The logic of it was sound enough, but Sonderfeld refused to accept it.

“Did anyone talk to her? The priest perhaps? Or Curtis or Nelson? Or my wife?”

“How could they, boss? When she was in the hut the whole time. The missus might have had a few words with her when she went up to the house. But I doubt it. They haven’t been speakin’ for a while, have they? Anyway, why ask me when you can get it from the girl herself? So help me, if I’m lyin’ you can cut me liquor ration! I can’t say better than that, now can I?”

“No, Georgie, you can’t.” Sonderfeld’s lips parted in a thin smile. “And you know I’ll do it, don’t you? I’ll have you screaming in torment in forty-eight hours. You know that, don’t you?”

He turned on his heel and walked up the path towards the laboratory. Wee Georgie watched him go and licked his dry lips. Already he was regretting his offer to submit to trial by ordeal. His story was true as far as it went.

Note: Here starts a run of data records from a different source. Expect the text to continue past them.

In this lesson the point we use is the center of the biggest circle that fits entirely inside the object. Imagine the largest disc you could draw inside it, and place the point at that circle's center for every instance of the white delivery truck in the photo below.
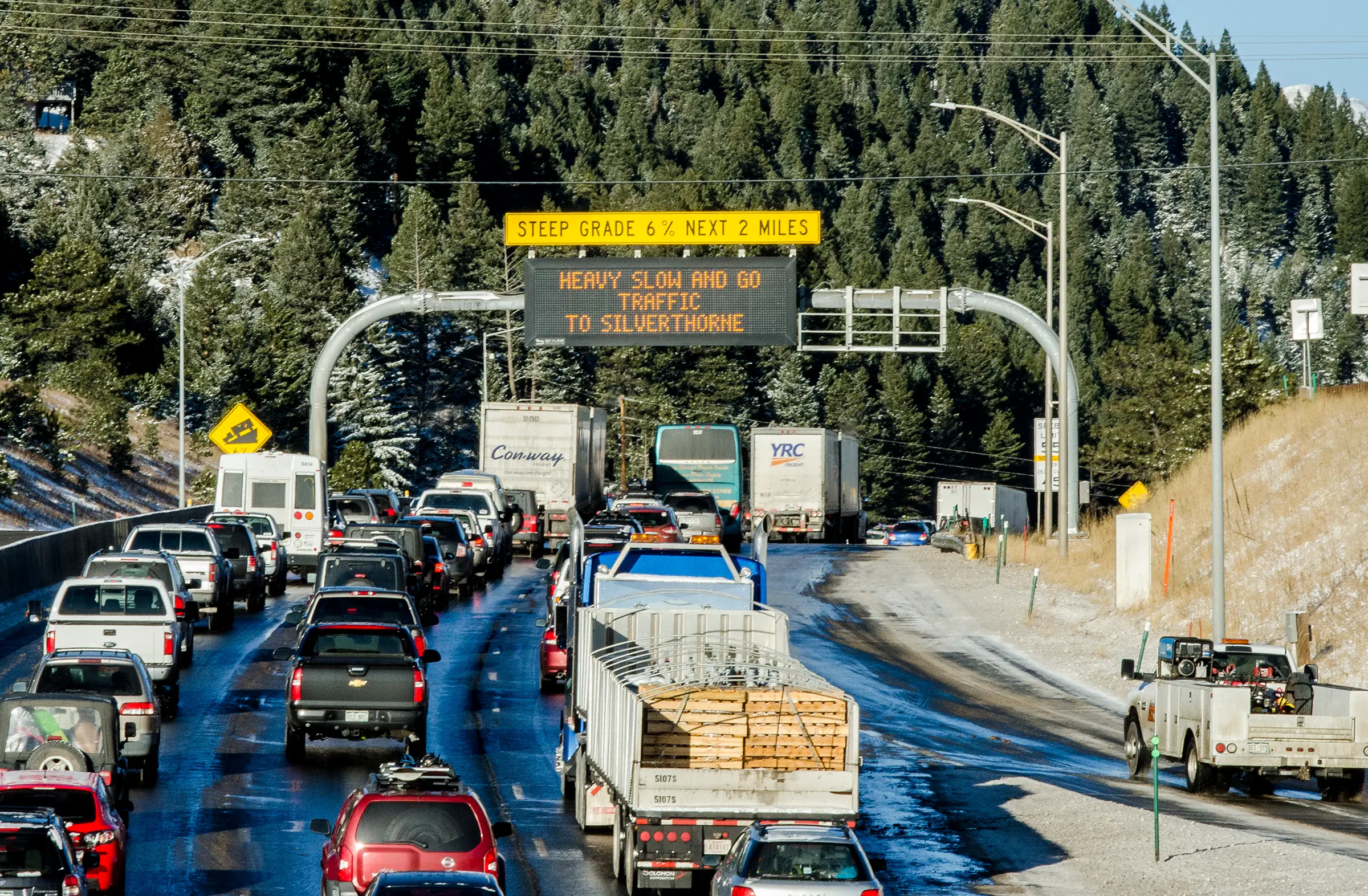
(291, 489)
(691, 719)
(1240, 713)
(958, 501)
(555, 450)
(808, 480)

The only part he hadn’t told was the night when he and his two girls had huddled, cursing and scared, under the blanket listening to the footsteps of the cassowary bird and the low murmur of voices from the open door of the laboratory.

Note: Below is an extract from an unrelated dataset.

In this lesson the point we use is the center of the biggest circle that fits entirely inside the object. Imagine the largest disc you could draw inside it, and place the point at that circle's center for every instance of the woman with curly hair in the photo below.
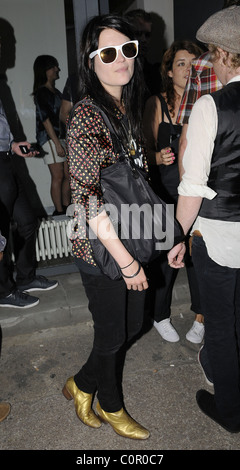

Halfway to the hut, Sonderfeld stopped to light a cigar. As he held the match, he noticed with surprise and irritation that his hand was trembling. He tossed away the match and stretched out his arm full length, his wrist rigid, splaying out his fingers like a fan. Still he could not control the tremor. He frowned and dropped his arm to his side.

He was disappointed in himself. Weakness like this was for other men, not for Kurt Sonderfeld. He was tired, of course. He had underestimated the pressures of the last few days. A small sedative and his nerves would be under control again. A sedative or—?

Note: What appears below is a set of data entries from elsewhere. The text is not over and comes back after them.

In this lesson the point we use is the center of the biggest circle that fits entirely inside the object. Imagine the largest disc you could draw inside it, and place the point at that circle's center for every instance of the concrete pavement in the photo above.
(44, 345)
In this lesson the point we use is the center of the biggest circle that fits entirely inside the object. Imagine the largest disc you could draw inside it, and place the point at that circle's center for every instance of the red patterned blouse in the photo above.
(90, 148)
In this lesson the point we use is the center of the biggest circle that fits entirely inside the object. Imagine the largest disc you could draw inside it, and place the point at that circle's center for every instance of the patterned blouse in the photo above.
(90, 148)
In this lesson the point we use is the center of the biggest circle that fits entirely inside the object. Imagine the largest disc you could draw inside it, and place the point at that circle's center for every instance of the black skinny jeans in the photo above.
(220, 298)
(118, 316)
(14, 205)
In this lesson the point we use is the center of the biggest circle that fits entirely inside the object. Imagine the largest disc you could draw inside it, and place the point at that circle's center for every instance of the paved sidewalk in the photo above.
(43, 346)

He smiled at the simplicity of the diagnosis. He had not had a woman in a long time. He was a potent man, but he had been so busy with affairs of importance that he had ignored the needs of his nature. Gerda’s coldness had helped him to continence, and his desire for N’Daria had been tempered by his need to discipline her. Now she would serve him in a different fashion.

Slowly, and with infinite relish, he finished his cigar, standing in the warm sunshine, surrendering himself to the soft, crawling itch of desire. He had worked hard, he had planned meticulously, he had gambled against the folly and blindness of inferior men. He had only to wait a little longer and the winnings would tumble into his lap. He needed pleasure and relaxation—there was a woman waiting to give him both. He tossed away the stub of his cigar and went into the laboratory.

The first sight of N’Daria shocked him deeply. Her eyes were puffy. Her skin was grey and tired. Her movements were slack and listless. When he greeted her, she answered him mechanically, her voice empty of resentment or pleasure, and bent again to her notes. He remembered the urgent, pleading youth of her and was faintly disappointed.

But desire was still strong in him and he flattered himself with the thought that he could make such ravages on a woman and still repair them with a touch of his hand. Softly, restraining his eagerness, he began to coax her. She shivered at his touch and tried to draw away, but his grasp was too strong for her. She stiffened in revulsion, but he laughed softly and held her closer. Then slowly her body began to awaken and she was divided against herself.

Suddenly she clung to him, urging him, native fashion, by beating her body against his own. Then he lifted her in his arms and carried her into the sleeping room and made her teach him kunande and carry-leg, as if he were Kumo and she the bright and bird-like girl with the cane belt of courtship and the crown of green beetles and red feathers.

Spent at last, he lay beside her, wrapped in the soft, sad triumph of completion. …

After a long while he got up, dressed himself and walked out into the laboratory without a word or a backward glance. When he stretched out his hand again, it was as steady as a rock. He smiled and told himself that he was a sensible fellow who kept a wise balance between discipline and enjoyment.

He did not understand that Kurt Sonderfeld had already cracked under the strain.